Bir milleti millet yapan dilidir. Dil milletin en temel yapıtaşlarından biridir. Bir millet eğer varlığını korumak istiyorsa kendi diline sahip çıkmalıdır ve her millet dilini özgürce kullanma hakkına sahiptir. Ayrıca o milletin en doğal hakkı da dilinin yeni nesillere öğretilmesidir. Yani o milletin kendi anadilini de öğrenmesidir. Ancak 21.yy da Avrupa Birliğine üye olan bir ülkede bu dil öğrenme hakkı kısıtlanmaktadır. Kısıtlamaların yapıldığı ülke halkının %9 u Türk olan Bulgaristan’dır. Bulgaristan’da her geçen gün Türklerin anadilini öğrenmesi kısıtlanmaktadır.
Bu kısıtlamalara örnek vermek gerekilirse 1992 yılında Kırcaali Öğretmen Enstitüsünde Türkçe öğretmen yetiştirecek sınıflar açıldı ancak burada 10 yılı aşkın sürede Türkçe ders verecek uzmanlar yetiştirilemedi daha doğrusu yetiştirilmesine izin verilmedi. Okullardaki Türkçe öğretmenleri kadrosuz bırakıldı. 2004 yılında bu enstitüye öğretmen yetiştirilmediği bahanesiyle öğrenci alınmamaya başladı. Bunun yanı sıra 1992 yılından beri Türkçe kitapların basılmaması durumun ayrı bir boyutu. Bunun yapılması öğrencilerin derslerde yetersiz kalmasına neden oluyor ve öğretmen eksikliği olduğu için yeterince anadillerini öğrenemiyorlar. Ayrıca Kırcaali Belediye Başkanı Sayın Hasan Azis’in desteği ve Ankara Üniversitesi’nin katkılarıyla Türkçe müfettişleri yetiştiriliyor fakat ne hikmetse 2010 yılında devlet ana dili müfettişlikleri kadrolarını kapatıyor.
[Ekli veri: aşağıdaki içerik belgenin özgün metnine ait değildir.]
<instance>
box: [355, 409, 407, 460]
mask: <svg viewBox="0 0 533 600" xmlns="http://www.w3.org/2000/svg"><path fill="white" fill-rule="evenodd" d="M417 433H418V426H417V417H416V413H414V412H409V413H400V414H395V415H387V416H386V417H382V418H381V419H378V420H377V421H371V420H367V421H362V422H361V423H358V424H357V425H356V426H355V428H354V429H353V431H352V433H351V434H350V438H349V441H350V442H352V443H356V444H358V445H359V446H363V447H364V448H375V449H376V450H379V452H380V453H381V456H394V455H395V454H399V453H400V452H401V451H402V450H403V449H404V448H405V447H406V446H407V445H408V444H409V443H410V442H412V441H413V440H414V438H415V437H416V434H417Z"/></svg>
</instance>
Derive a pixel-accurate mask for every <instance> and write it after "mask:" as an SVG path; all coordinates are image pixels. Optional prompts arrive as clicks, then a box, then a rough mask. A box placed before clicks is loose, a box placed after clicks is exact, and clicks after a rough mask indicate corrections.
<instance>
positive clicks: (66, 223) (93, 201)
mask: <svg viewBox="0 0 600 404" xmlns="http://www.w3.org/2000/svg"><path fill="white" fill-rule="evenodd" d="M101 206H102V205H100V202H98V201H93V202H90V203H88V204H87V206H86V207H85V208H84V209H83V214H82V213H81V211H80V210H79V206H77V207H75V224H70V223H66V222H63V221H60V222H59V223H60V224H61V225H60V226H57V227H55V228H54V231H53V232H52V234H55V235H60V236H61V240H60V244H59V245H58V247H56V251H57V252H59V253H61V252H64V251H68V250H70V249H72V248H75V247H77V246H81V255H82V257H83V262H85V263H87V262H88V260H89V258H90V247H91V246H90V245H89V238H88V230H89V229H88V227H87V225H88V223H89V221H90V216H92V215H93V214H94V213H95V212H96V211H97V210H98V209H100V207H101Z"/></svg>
Sonuç olarak görüldüğü üzere Bulgaristan üzerine düşen yükümlülükleri yerine getirmiyor. AB üyesi bir ülkede böyle anti demokratik hareketlerin yaşanması tabi ki bizleri üzüyor. Bulgaristan Devleti inşallah bu anti demokratik hareketlerine son verir ve AB üyesi bir ülkeye yaraşır şekilde demokrasisini geliştirir, bu doğrultuda soydaşlarımıza ana dilini öğrenme hakkını tanır.
Benim soydaşlarımıza tavsiyem her zaman çocuklarına ana dilini öğretmeli, Türkçe dilinin ne kadar güzel bir dil olduğunu onlara aşılanmalıdır. Tabi ki Bulgaristan’daki soydaşlarımız ve Türk aydınlarımız Türk dilini korumalı, geliştirmeli ve her zaman kullanmalıdır. Eğer dil kullanılmazsa gelişemez. Gelişemezse yıpranır. Yıpranmaya başladığı zaman yok olmaya başlar. Eğer ki dil yok olursa o millet yol olur.